Bernarkah Daging Kambing/Domba Penyebab Hipertensi?

Daging kambing termasuk ke dalam golongan daging merah, warnanya lebih pucat dari pada daging sapi, serat lembut dan halus, lemak berwarna putih dan agak keras, juga memiliki bau yang menyengat .
hipertensi adalah suatu keadaan dimana tekanan darah meningkat melebihi batas normal. Peningkatan tekanan darah diatas batas normal (hipertensi) sering dikaitkan dengan adanya pengkonsumsian daging kambing.
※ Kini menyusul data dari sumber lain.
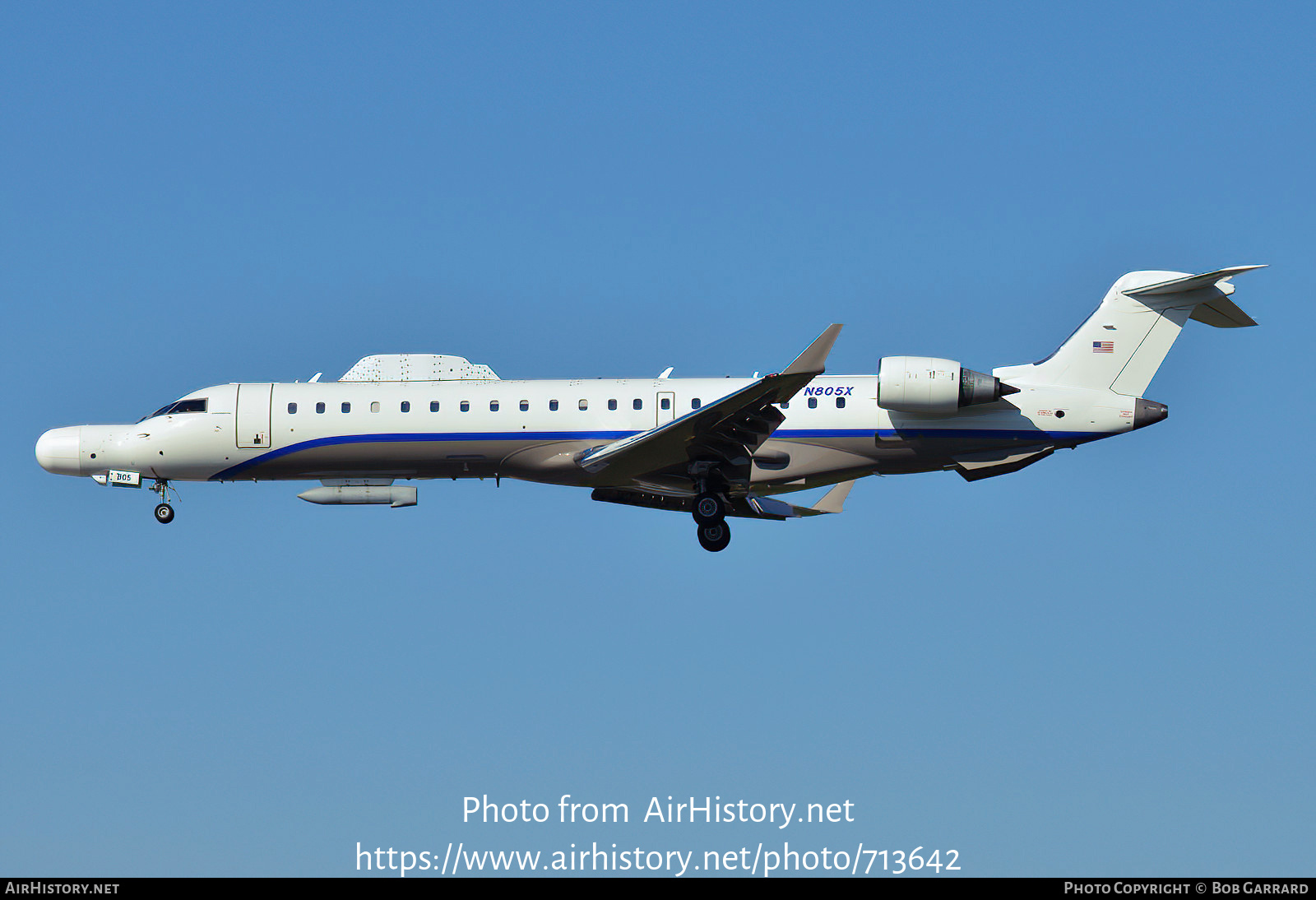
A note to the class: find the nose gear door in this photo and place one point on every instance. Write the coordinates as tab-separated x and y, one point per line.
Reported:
253	419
Sebagian besar masyarakat beranggapan bahwa daging kambing merupakan salah satu faktor pemicu terjadinya hipertensi.

Berbagai faktor pemicu terjadinya hipertensi antara lain:
a. Peningkatan kecepatan denyut jantung,
b. peningkatan resistensi (tahanan) dari pembuluh darah tepi .
c. peningkatan volume aliran darah.
d. Konsumsi lemak berlebih dengan konsumsi lemak pada daging merah.
d.Adanya gangguan kesetimbangan cairan dalam tubuh akibat transpor elektrolit, seperti Na, Cl, dan K. Beberapa unsur esensial, seperti Zn, Fe, dan Cu yang juga berperan dalam reaksi enzim secara tidak langsung mempengaruhi peningkatan tekanan darah dalam tubuh.

Lemak Jenuh

Kandungan lemak jenuh pada daging kambing diketahui dapat memicu kenaikan berat badan yang berisiko dapat meningkatkan tekanan darah, selain itu tertimbunnya lemak jenuh di dalam tubuh akan meningkatkan risiko aterosklerosis berkaitan dengan kenaikan tekanan darah. Kebiasaan mengkonsumsi lemak jenuh akan berisiko terserang hipertensi sebesar 7,72 kali dibandingkan orang yang tidak biasa mengkonsumsi lemak jenuh.

Hubungan Zat Besi, Kalsium, dan Natrium terhadap Tekanan Darah

Kelebihan zat besi dapat memicu pembentukan radikal bebas dan stress oksidatif, sehingga terjadi kerusakan sel dan jaringan yang memicu ateroskelerosis, peningkatan tekanan darah, sehingga terjadi penyakit kardiovaskular. Diet yang rendah zat besi akan menyebabkan rendahnya kadar hemoglobin darah sehingga menurunkan tekanan darah sistolik.
Stranges (2008), menyebutkan terdapat hubungan yang signifikan antara intik daging merah dengan peningkatan tekanan darah sistolik, namun tidak ada hubungan antara intik heme-iron dengan tekanan darah.
Metabolisme kalsium yang terganggu berperan penting terhadap patofisiologi hipertensi yang esensial. Ion kalsium (Ca2+) berperan sebagai intracellular second messenger dalam proses kontraksi sel pada otot polos pembuluh darah. Konsentrasi kalsium yang tinggi pada intrasel akan meningkatkan resistensi dinding pembuluh darah.
Natrium memegang peran terpenting terhadap hipertensi, Natrium klorida (garam)merupakan ion utama cairan ekstraseluler Konsumsi garam yang berlebih menyebabkan konsentrasi natrium di dalam cairan ekstraseluler meningkat. Untuk menormalkannya, cairan intraseluler ditarik keluar sehingga volume cairan ekstraseluler tersebut menyebabkan meningkatnya volume darah, sehingga berdampak timbulnya Hipertensi.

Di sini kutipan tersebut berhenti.